The best part of databricks data intelligence is that it's very simple to use and have lot of fetures that helps us develope data pipeline and AI, and it help us us to easy implemet GenAI mostly RAG in production. LakeFlow made inetegration very esy with different sources as low code no code approch.

avatar

Kreethi M.

What I love most about Databricks Data Intelligence Platform is how user-friendly it is. From easy implementation to excellent customer support, I find myself using it daily without hassle.

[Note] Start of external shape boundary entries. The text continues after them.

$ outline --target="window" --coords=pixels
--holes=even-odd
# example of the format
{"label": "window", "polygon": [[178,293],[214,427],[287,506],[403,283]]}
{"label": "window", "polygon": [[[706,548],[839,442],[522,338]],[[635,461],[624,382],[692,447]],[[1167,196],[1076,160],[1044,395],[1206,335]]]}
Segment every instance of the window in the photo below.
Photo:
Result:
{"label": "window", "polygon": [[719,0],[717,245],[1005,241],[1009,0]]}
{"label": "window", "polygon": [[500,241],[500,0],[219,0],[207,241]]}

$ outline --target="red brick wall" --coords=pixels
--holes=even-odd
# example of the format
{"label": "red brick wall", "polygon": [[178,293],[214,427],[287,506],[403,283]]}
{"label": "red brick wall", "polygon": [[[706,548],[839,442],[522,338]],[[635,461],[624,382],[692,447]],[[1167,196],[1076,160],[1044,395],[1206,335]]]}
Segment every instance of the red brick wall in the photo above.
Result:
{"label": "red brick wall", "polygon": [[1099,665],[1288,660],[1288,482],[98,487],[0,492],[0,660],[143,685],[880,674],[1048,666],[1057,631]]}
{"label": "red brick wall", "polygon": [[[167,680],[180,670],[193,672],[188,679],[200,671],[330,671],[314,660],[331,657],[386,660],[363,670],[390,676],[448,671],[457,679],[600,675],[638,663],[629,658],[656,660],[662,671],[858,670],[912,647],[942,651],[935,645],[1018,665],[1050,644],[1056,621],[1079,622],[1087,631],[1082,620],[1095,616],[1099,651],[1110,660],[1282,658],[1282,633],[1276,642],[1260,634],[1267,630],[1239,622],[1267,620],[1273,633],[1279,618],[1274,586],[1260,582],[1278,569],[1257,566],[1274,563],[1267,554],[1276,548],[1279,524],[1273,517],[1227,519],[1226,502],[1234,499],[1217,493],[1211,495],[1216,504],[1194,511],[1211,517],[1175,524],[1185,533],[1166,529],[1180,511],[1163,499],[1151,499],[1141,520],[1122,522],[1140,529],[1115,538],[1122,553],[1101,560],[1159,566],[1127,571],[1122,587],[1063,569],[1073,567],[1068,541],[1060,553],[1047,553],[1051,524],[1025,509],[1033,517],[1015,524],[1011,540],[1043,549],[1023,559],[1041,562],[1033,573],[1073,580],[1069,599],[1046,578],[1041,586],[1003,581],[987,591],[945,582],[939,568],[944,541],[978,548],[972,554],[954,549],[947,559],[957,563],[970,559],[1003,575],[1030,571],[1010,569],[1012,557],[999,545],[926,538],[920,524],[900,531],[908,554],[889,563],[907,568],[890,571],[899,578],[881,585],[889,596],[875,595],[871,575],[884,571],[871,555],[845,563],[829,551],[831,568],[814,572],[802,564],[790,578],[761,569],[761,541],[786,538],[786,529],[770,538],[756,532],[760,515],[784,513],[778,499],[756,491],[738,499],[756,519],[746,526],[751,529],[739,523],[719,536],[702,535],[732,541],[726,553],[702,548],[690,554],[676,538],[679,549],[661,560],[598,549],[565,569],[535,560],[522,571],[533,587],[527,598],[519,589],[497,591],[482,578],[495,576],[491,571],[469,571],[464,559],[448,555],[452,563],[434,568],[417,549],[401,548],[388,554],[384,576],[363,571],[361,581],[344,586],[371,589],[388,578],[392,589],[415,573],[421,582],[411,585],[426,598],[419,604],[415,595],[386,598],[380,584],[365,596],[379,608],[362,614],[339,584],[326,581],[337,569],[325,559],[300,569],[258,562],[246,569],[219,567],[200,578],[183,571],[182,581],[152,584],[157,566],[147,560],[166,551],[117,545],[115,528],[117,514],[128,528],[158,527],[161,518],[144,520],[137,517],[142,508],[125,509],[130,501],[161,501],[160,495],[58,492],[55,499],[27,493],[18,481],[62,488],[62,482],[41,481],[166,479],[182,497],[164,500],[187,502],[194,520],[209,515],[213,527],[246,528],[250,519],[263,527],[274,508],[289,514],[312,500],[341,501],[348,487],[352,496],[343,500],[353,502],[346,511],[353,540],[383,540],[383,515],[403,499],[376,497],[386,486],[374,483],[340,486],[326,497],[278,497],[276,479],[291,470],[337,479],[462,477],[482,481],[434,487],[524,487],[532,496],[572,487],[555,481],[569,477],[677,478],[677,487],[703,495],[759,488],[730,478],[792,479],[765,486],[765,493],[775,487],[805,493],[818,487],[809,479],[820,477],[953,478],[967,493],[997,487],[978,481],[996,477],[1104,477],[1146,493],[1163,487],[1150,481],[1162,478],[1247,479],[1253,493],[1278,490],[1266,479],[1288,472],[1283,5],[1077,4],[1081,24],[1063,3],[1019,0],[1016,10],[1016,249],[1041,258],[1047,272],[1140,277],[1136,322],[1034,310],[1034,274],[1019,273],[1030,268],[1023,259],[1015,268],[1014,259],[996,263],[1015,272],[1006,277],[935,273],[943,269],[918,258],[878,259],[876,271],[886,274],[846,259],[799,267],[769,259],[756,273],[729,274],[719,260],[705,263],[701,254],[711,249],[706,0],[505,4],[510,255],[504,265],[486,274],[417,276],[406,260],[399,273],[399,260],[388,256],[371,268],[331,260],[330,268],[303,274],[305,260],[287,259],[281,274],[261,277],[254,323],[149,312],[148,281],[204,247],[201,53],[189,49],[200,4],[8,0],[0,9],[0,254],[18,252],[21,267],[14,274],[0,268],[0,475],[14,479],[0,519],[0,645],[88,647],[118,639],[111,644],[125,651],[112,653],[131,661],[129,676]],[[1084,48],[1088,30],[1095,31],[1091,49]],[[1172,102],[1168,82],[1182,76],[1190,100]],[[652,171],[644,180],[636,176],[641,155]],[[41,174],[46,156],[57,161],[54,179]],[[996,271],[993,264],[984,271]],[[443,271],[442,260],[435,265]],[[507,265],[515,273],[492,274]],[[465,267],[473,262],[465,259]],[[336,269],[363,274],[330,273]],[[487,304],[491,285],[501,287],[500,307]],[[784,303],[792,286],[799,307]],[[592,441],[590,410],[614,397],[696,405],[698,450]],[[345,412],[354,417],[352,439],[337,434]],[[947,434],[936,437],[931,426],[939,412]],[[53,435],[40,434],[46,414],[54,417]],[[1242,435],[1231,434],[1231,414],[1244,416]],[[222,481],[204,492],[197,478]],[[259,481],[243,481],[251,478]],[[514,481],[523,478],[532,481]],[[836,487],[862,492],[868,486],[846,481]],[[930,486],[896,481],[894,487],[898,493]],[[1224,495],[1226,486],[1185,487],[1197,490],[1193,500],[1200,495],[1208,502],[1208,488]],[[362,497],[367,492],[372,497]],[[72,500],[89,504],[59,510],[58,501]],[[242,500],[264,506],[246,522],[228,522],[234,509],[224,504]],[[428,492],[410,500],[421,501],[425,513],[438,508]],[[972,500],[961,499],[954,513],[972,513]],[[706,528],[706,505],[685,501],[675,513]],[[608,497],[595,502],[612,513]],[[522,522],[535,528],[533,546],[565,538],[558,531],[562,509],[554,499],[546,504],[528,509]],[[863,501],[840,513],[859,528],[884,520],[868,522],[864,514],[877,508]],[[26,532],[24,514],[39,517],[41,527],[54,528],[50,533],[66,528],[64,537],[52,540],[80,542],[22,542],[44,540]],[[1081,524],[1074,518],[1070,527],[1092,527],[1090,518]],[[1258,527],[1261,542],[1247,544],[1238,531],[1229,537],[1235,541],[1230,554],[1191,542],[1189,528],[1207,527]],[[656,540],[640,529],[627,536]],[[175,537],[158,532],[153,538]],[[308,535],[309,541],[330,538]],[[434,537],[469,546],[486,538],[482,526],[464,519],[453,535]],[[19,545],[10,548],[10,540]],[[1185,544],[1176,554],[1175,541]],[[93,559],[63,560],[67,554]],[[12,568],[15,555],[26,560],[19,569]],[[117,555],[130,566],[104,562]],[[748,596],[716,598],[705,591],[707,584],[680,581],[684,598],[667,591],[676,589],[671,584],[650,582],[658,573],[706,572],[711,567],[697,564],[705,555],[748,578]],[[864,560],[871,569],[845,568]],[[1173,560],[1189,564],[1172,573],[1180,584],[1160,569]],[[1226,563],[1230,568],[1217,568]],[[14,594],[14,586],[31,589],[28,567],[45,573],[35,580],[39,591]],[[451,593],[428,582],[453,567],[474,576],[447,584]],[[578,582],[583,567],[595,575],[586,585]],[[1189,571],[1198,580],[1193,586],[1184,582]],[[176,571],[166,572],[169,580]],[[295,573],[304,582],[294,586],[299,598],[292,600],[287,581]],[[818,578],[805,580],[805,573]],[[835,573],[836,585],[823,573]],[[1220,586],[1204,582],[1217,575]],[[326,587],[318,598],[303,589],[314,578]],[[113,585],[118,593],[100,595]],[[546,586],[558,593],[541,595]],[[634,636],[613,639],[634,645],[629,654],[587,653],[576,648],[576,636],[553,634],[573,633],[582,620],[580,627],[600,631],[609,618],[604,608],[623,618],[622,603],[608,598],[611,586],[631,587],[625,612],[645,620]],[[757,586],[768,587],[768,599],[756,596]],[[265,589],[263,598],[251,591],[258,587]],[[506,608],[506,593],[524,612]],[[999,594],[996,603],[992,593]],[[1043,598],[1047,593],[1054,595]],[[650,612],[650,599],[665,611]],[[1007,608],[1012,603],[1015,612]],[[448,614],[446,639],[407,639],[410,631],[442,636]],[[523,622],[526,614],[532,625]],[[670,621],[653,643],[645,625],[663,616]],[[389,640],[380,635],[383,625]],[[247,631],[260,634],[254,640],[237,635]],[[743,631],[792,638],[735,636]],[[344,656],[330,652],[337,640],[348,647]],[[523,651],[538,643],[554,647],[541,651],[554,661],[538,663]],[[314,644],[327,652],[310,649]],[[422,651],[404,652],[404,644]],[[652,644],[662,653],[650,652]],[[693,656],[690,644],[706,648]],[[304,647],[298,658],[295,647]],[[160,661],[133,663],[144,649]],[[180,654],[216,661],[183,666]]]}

Its extensive feature set and seamless integration with other tools make my work so much smoother.I also loved how it solved most of the major problems that we use to face as data engineers and ml engineers.

avatar

Brenda N.

It is definately not for beginners in dataset operations, needs a highly skilled person to do the job. Other than that there can be high cost because it need resources so for small companies it might not be good fit.

Databricks Pricing Rating

Real-Time Data Processing: 4.8/5

Databricks supports real-time stream processing with Structured Streaming, enabling users to process and analyze data in motion. This is especially useful for applications like IoT data, financial transactions, social media analytics, and other real-time data sources.

ML Integration: 4.8/5

Databricks simplifies the application of machine learning (ML) by offering built-in ML libraries such as MLlib and integration with popular ML frameworks like TensorFlow, PyTorch, and XGBoost. The platform supports autoML (automated machine learning) workflows for building predictive models, hyperparameter tuning, and model selection, all without requiring deep expertise in data science.

Scalability: 4.8/5

Databricks operates on top of cloud-native infrastructure (supports AWS, Azure, and Google Cloud Platform), providing auto-scaling compute clusters to meet the demands of large-scale data processing and machine learning tasks. You only pay for what you use, making it cost-effective for organizations at any scale.

FAQ on Databricks AI Pricing

What does the free trial include?

Your trial includes free access to the Databricks Data Intelligence Platform, which allows you to manage all your data, analytics and AI in one place. You may also invite colleagues or collaborators to use your account during or after your trial.

Please note that if you configure Databricks to work with your own cloud account, you will still be charged by your cloud provider for resources, like compute instances, used within your account during the free trial.

Some trials include credits that can be spent on Databricks services. These credits are not transferable, cannot be combined with other promotions or negotiated terms, and are not available to customers who previously accepted them. A customer’s eligibility for credits under this offer, the amount of credits (if any), and when any credits expire are solely determined by Databricks following account creation. A customer’s trial ends when their credits are exhausted.

What happens after the free trial?

At the end of the trial, you are automatically subscribed to the plan that you have been using during the trial. You may need to input a valid payment method to continue using Databricks. You can cancel your subscription at any time.

Is pricing based on usage or storage volume?

Databricks pricing is based on your compute usage. Storage, networking and related costs will vary depending on the services you choose and your cloud service provider.

What is a DBU?

A Databricks Unit (DBU) is a normalized unit of processing power on the Databricks Lakehouse Platform used for measurement and pricing purposes. The number of DBUs a workload consumes is driven by processing metrics, which may include the compute resources used and the amount of data processed.